Tuesday, November 19, 2013

The Kitchen of Death.

Catchy title, huh?  I bet it made you want to jump right in and read this blog post.

I figured out what happened to the MIA mouse/mice. 

My first clue came from the horrific stench coming from the cabinet under the sink. And by horrific, I mean, one of the worst smells you could possibly imagine. It started small, and grew, and grew...and grew some more.

I first noticed the smell on Thursday. So let's see, that's about four days after the last known mouse sighting and/or scat evidence. (That's wilderness talk, not to mention a more ladylike way, to say "mouse poop.") My mystery writing research has yet to lead me down the path to searching for "decomposition rates and factors" but if Law & Order/CSI episodes count for anything (which I'm not sure they do) four days would be about right for a stench like that? I really don't have any idea, I just knew that it smelled and it had been awhile since we'd seen anything scurrying about.

By Friday, I was compelled to pull everything out from the cupboard under the sink, just to make it stop. With trembling, plastic-covered hands, I pulled every bottle out of the glass recycling. I replaced the PMC recycling bag. I took the paper and cardboard out of the recycling box, piece by piece. My theory (at that point) was that it crawled into one of the aforementioned containers and got stuck. My oldest watched in amazement and told me I had a lot of courage. So I guess there's that. But to both my horror, and relief, there was no dead, stuck mouse. 

Huh.

The mouse poop told me that he/she'd been there, but was long gone. Ahem. No pun intended. I cleaned everything with bleach laden products and put it all back, stumped. How does a mouse just die? 

And then, my mystery-writer-lawyer-fact-finding-brain figured it out. You see, a few years ago, we got a new dishwasher. And when they installed said dishwasher, the holes for the screws didn't line up with the holes in the wall in exactly the same way. Unconcerned, the installers said, "Meh, don't worry about it, it will be fine." (But in French.) When we had to have the dishwasher serviced a few months later (because a bolt of lightning shorted out the electric), that serviceman said the same thing. When my cousin, who grew up on a farm and is a descendant of my grandfather, (which means he can fix ANYTHING), looked at it and said, "there's no way to fix it." We gave up. The result, is that when the dishwasher is really full, when the racks are open, the entire dishwasher tips forward, just a little, sending the plates crashing into each other. 
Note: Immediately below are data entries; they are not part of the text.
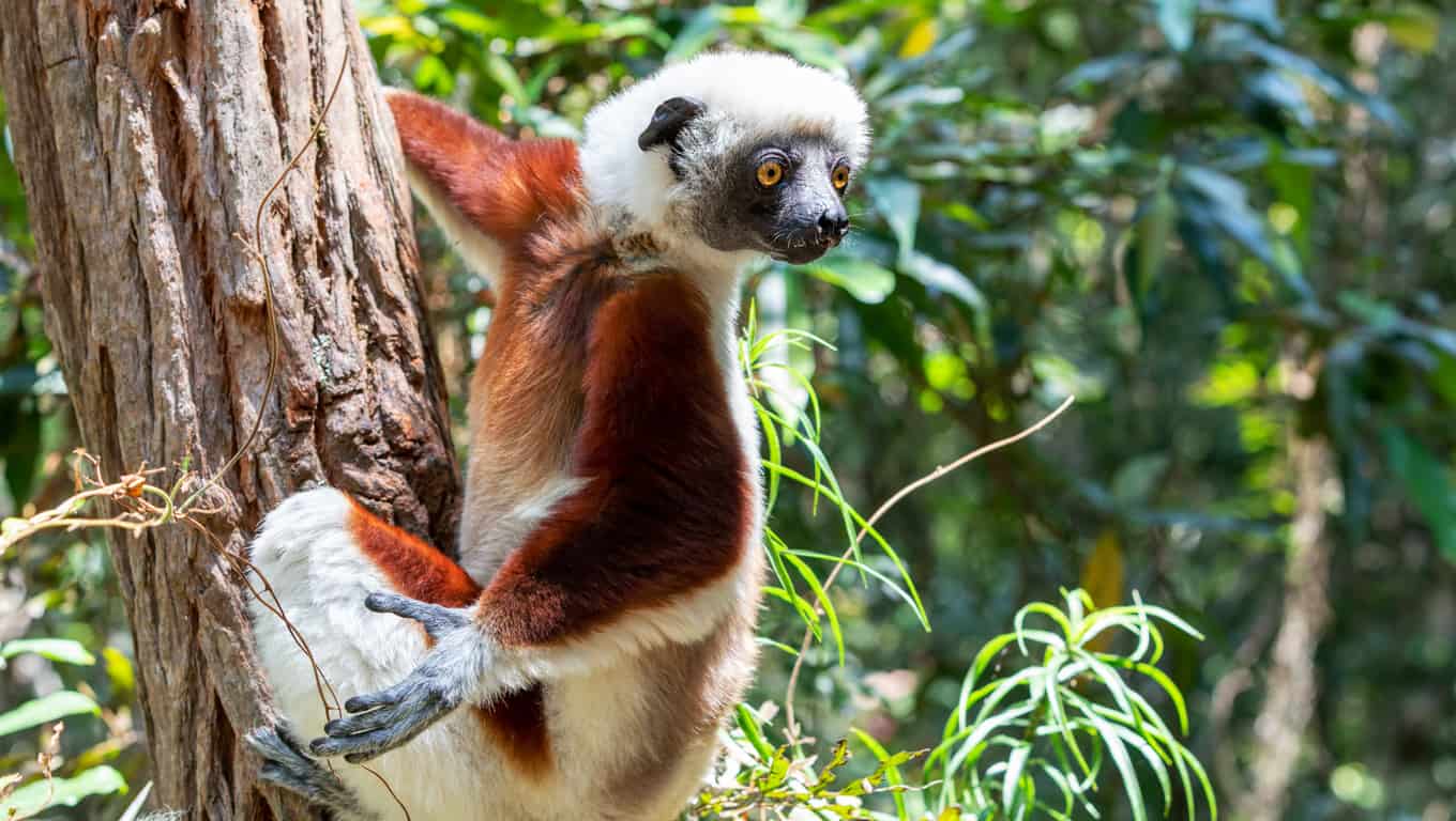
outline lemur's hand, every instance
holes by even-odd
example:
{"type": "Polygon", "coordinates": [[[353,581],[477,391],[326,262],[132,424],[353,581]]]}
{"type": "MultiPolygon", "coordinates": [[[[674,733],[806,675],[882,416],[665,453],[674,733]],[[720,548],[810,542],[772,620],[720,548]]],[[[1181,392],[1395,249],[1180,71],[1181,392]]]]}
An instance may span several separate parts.
{"type": "Polygon", "coordinates": [[[443,607],[395,593],[371,593],[364,606],[415,619],[435,647],[399,684],[347,700],[344,709],[352,715],[323,725],[328,737],[309,745],[316,756],[344,756],[355,764],[405,744],[460,706],[479,689],[492,657],[472,607],[443,607]]]}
So back to my theory: One day, when the dishwasher was really full, it tipped forward with the loud crashing noise it makes when it does this. And however many little mousy critter(s) were hiding underneath, finding themselves in the relatively open space, scooted themselves back up against/under the dishwasher. And when the dishwasher got shut and therefore straightened back into its rightful position...well. You can probably guess. Said little critter(s) got squashed. Which brings my personal philosophy that "everything happens for a reason" to a whole new level.

But leads me to my next question. How long does this horrid stench last? A google search revealed loads of interesting information. One post said that a dead mouse smells like "death." Um. Yeah. Thanks, that helps a lot. But I guess now I know what death smells like. The consensus seemed to be that one tiny mouse, supposedly, equals two days of smell (longer for more, or other, larger dead things.) Um....let me just point out with a big shiver that we're going on Day SEVEN here. Another post said the only way to get rid of the smell of a dead mouse in the wall was to cut a hole in the wall and find it. Hmm. Go ahead and ask me how excited I am to yank the dishwasher out of the way to retrieve the seven-day-old decomposing carcass of one (or probably more) dead mice (or possibly other large rodent-type-animal that starts with the letter "R" and I won't let my kids say out loud in my presence). Go ahead. Ask me.
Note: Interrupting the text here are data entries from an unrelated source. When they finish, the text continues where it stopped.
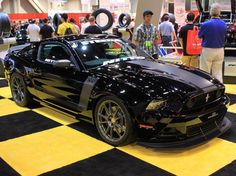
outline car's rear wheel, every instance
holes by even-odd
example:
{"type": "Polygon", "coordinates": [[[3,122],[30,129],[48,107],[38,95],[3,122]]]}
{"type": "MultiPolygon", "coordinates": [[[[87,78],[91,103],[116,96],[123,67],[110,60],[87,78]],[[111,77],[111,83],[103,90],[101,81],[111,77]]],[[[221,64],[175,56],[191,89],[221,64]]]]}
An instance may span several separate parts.
{"type": "Polygon", "coordinates": [[[130,113],[116,97],[106,96],[97,103],[95,123],[102,139],[111,145],[126,145],[135,140],[130,113]]]}
{"type": "Polygon", "coordinates": [[[27,90],[25,81],[18,73],[13,73],[10,79],[10,87],[12,98],[19,106],[29,106],[32,102],[32,97],[27,90]]]}

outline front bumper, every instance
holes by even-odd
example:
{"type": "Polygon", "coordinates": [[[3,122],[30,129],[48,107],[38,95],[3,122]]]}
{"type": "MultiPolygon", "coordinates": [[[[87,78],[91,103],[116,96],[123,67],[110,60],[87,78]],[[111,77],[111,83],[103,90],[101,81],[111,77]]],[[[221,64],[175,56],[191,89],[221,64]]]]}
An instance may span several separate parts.
{"type": "Polygon", "coordinates": [[[225,133],[231,127],[231,122],[227,117],[224,117],[222,123],[220,125],[216,125],[216,128],[203,132],[200,135],[186,138],[174,142],[159,142],[158,139],[152,138],[149,141],[138,141],[139,145],[143,145],[146,147],[152,148],[182,148],[182,147],[190,147],[193,145],[198,145],[204,142],[207,142],[215,137],[218,137],[225,133]]]}
{"type": "Polygon", "coordinates": [[[162,118],[149,130],[152,131],[151,136],[140,138],[138,143],[147,147],[180,148],[218,137],[231,127],[231,122],[225,117],[229,103],[229,98],[224,96],[217,106],[211,104],[211,108],[206,106],[201,112],[185,117],[162,118]]]}

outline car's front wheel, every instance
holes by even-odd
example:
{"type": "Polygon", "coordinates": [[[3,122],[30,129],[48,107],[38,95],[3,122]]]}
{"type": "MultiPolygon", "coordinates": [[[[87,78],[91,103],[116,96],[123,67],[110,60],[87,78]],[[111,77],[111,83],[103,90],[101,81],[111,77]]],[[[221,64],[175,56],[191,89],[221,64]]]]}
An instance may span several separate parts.
{"type": "Polygon", "coordinates": [[[119,98],[106,96],[99,100],[95,124],[102,139],[111,145],[122,146],[135,140],[131,115],[119,98]]]}
{"type": "Polygon", "coordinates": [[[28,106],[32,102],[32,97],[27,90],[23,77],[18,73],[13,73],[10,79],[12,98],[19,106],[28,106]]]}

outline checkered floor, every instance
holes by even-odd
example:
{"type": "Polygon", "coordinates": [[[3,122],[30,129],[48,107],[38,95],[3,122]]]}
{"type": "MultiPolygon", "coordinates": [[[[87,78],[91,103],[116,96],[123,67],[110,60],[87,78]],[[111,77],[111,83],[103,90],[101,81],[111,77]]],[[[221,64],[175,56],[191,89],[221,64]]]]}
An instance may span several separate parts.
{"type": "Polygon", "coordinates": [[[0,175],[236,175],[236,85],[226,87],[232,129],[197,147],[164,150],[114,148],[90,124],[46,107],[18,107],[0,79],[0,175]]]}

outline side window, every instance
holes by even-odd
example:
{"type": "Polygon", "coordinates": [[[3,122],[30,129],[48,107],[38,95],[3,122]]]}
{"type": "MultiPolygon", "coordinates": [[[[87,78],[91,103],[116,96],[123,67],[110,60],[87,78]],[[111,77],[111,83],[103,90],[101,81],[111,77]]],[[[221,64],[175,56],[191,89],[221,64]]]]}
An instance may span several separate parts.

To which another poster replied that if a mouse dies in the wall, you could feasibly end up with ten or more holes in the wall because there is no way to know for sure if you have the right spot, and it's better just to wait. A big shout out to that voice of reason! Ok, let's just assume, for all intents and purposes, that there is no possible way to reach the dead rodent. 
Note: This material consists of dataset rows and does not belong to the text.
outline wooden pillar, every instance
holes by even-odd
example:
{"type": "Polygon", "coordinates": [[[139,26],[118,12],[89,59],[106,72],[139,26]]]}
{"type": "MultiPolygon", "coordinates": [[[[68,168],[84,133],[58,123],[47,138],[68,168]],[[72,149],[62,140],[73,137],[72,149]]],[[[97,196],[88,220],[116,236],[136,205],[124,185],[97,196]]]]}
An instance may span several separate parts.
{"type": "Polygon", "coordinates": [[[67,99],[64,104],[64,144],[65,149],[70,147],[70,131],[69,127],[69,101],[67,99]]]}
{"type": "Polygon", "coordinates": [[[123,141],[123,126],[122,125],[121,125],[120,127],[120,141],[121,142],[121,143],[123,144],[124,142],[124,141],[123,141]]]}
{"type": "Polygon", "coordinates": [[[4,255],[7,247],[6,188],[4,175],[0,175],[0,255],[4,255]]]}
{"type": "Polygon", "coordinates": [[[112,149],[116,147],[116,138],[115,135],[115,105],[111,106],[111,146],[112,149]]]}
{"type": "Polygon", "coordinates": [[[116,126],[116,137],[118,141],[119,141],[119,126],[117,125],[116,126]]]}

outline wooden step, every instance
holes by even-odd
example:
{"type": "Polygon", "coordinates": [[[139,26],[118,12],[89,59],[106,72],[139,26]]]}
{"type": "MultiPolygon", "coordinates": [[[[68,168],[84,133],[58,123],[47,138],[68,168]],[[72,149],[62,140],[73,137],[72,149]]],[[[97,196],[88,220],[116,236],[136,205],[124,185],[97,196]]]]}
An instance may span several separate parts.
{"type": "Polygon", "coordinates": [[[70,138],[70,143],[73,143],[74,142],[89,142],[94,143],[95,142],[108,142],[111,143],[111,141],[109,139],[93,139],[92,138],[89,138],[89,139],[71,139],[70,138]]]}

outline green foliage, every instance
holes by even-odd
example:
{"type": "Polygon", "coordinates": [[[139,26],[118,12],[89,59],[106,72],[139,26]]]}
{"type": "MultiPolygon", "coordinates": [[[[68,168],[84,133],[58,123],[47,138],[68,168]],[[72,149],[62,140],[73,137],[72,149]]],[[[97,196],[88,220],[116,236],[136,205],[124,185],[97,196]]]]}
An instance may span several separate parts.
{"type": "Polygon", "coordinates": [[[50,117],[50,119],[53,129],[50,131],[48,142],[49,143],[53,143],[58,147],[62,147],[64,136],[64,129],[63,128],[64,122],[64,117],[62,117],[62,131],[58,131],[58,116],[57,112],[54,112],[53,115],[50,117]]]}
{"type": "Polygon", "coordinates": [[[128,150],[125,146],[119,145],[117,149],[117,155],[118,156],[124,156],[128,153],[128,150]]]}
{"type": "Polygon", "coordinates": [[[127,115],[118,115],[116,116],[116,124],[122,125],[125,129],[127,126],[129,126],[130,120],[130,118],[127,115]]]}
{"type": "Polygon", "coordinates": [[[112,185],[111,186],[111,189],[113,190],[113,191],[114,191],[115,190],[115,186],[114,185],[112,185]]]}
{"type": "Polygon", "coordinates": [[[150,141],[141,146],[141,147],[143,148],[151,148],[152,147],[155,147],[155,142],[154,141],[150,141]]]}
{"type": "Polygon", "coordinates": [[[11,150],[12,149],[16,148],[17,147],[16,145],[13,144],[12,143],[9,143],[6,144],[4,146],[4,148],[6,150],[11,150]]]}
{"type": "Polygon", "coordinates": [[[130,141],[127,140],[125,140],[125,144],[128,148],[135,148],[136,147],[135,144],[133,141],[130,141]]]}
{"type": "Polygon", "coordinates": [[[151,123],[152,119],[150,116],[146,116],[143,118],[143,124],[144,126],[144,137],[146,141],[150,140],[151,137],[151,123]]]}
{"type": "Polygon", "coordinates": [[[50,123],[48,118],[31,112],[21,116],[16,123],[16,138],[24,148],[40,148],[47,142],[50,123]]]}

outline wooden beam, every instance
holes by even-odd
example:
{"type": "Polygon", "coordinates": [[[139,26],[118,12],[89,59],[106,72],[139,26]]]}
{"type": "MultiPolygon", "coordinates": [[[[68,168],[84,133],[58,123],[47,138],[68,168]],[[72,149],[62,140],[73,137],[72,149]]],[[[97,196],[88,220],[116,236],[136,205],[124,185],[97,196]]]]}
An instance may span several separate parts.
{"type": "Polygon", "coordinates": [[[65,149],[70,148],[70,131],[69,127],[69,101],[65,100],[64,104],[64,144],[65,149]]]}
Some tips for dealing with (getting rid) of the smell: heat and candles help to dry out the rotting dead thing and burn the odor out of the air. My radiator in the kitchen is set to as high as it will go. I pulled out every candle I owned and have kept a candle vigil going in the kitchen for the last 24 hours (but obviously except for when I leave the house or go to bed) because that would just not be good for fire safety. And it would be just my luck to get the car back, only to start my kitchen on fire.

As I write this, my kitchen is about 100 degrees and smells like a melding combination of cornflower-blueberry-cinnamon-apple pie-vanilla-pine tree...and let's not forget...death.

Sigh. 

At least I have my car back and I can leave to go get takeaway for dinner?
  
Tomorrow is another day. And I hope that one of these days, I can stop saying that.